Incidentally, I also first learned about Steve Biko by visiting his statue in the East London city center. I was taught about his brutal treatment by police not far from there, and how he attended a university not far from there, and how the editor of the little city’s newspaper tried and tried to share news of his story.
All of this happened in our little city? I was amazed. And I learned. Oh, I learned.
They say that history is written by the victors. Is that why so many take offense by these statues? Because we are told that we WON the Struggle against Apartheid, but these statues laugh in our faces because they don’t KNOW that they lost, many years later.
I would like to challenge everyone to prove to me that the Struggle heroes to whom we have erected statues had not done bad things, too. If we had to have statues in this country only of people who had never done something terrible to their fellow man, we truly would have no statues left in our streets. And perhaps that would be best, if not for the question: where would our history, herstory, theirstories go?
Because I don’t trust our schools to teach history anymore. Never mind the regular shuffling of syllabi, let’s start with the dismal education. I can’t trust that my kids will learn history in school. And I don’t trust our politicians to teach history (do I even need to elaborate on that one?).
One day when I have kids, I want them to see a statue of say, Paul Kruger, and read: “Farmer. Warrior. Statesman.” And then I want them to ask, “Mom, who was that?” And I want to make them Google the man, and I want them to tell me what ELSE Kruger was, that the statue does not tell them. Yeah, my kids are going to hate me. But I hope they will be informed.
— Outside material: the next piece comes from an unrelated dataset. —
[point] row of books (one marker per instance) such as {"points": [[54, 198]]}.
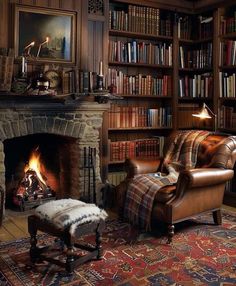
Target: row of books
{"points": [[202, 29], [142, 148], [227, 117], [198, 85], [196, 58], [184, 27], [228, 24], [227, 84], [205, 27], [228, 52], [140, 84], [115, 178], [140, 20], [140, 52], [139, 116], [78, 81]]}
When I traveled to Zambia recently I was surprised about seeing a large statue of David Livingstone at the Victoria Falls. And the city we stayed in was called LIVINGSTONE, for crying out loud. Livingstone was certainly not a pure character, either. But it seems that even in this city that carried his name, he was just an afterthought. Not a hero, and not a villain. Citizens were too busy going about their daily lives to care, it seemed.
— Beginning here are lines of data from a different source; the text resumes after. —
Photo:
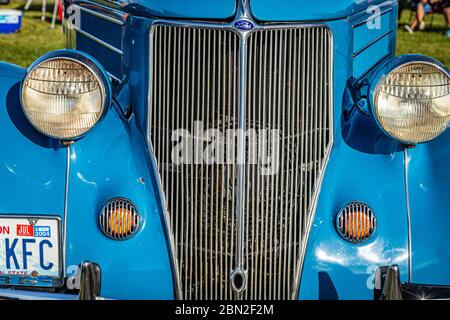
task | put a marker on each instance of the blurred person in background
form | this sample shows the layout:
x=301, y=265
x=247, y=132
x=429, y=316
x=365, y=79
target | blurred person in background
x=425, y=7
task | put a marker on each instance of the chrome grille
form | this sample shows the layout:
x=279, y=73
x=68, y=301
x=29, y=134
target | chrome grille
x=196, y=77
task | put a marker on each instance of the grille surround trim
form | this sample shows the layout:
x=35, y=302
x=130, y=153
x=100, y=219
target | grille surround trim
x=243, y=36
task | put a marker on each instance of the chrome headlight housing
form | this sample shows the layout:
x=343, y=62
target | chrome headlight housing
x=65, y=94
x=411, y=99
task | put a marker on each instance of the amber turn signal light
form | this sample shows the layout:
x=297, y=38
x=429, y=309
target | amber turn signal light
x=119, y=219
x=356, y=222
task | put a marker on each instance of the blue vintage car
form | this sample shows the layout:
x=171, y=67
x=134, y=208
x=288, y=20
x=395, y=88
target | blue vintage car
x=225, y=150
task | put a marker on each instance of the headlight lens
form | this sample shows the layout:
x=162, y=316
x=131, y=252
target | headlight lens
x=412, y=103
x=63, y=98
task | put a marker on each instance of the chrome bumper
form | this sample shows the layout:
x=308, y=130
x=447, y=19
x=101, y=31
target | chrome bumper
x=90, y=285
x=389, y=287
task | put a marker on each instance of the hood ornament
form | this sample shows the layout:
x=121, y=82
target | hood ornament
x=244, y=21
x=244, y=25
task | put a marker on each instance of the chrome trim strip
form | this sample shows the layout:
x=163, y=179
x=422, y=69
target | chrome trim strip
x=113, y=77
x=34, y=295
x=239, y=268
x=381, y=13
x=66, y=206
x=169, y=234
x=99, y=41
x=408, y=213
x=371, y=43
x=100, y=15
x=318, y=188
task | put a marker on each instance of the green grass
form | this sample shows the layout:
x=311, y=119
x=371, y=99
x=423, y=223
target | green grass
x=36, y=37
x=431, y=41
A young member of the EFF recently said, on national television, that they want to remove all reminders of the country’s colonial past. Really though? This country IS a reminder of its colonial past. We can try our damndest, but you can’t change what happened. Tearing down statues based on the fact that they remind us of our past is akin to the teenager who burns the love letters of her ex-boyfriend. It may make you feel better but what about tomorrow? It hardly changes tomorrow. South Africans have fought so HARD to conquer colonialism and Apartheid, and I for one don’t ever want to forget that.
Auschwitz still exists and that was one really shitty place. It exists as a reminder. Not all memories are fun. But the past is important, and the only people who disagree with THAT are people who are bitter about having to memorise dates in history class at school (I suck at dates too, don’t worry).
Today, #Rhodeswillfall. I don’t really feel the need to rally a cry against it. The camps for and against have both embarrassed themselves too much for me to want to associate with either of them. But I can’t help asking myself what will happen now. Will black students feel more accepted at UCT and other universities? Will fewer students drop out of university? Will fewer graduates struggle to find jobs?
Will we have more doctors graduating? Will my patients entertain less stigma about HIV and TB? Will my patients have great access to lifesaving treatment?
Will our economy strengthen? Will fewer South Africans of all races leave the country for greener pastures?
I am certain the students of UCT (and the many on social media) feel victorious, but I hope they have a plan forward. Because if they thought that getting a statue to fall was hard, they must know that transforming higher education – and indeed the country – is a much more intricate matter, where slinging faeces and disrupting meetings simply will not do.
And I really, really hope they have been studying for their exams.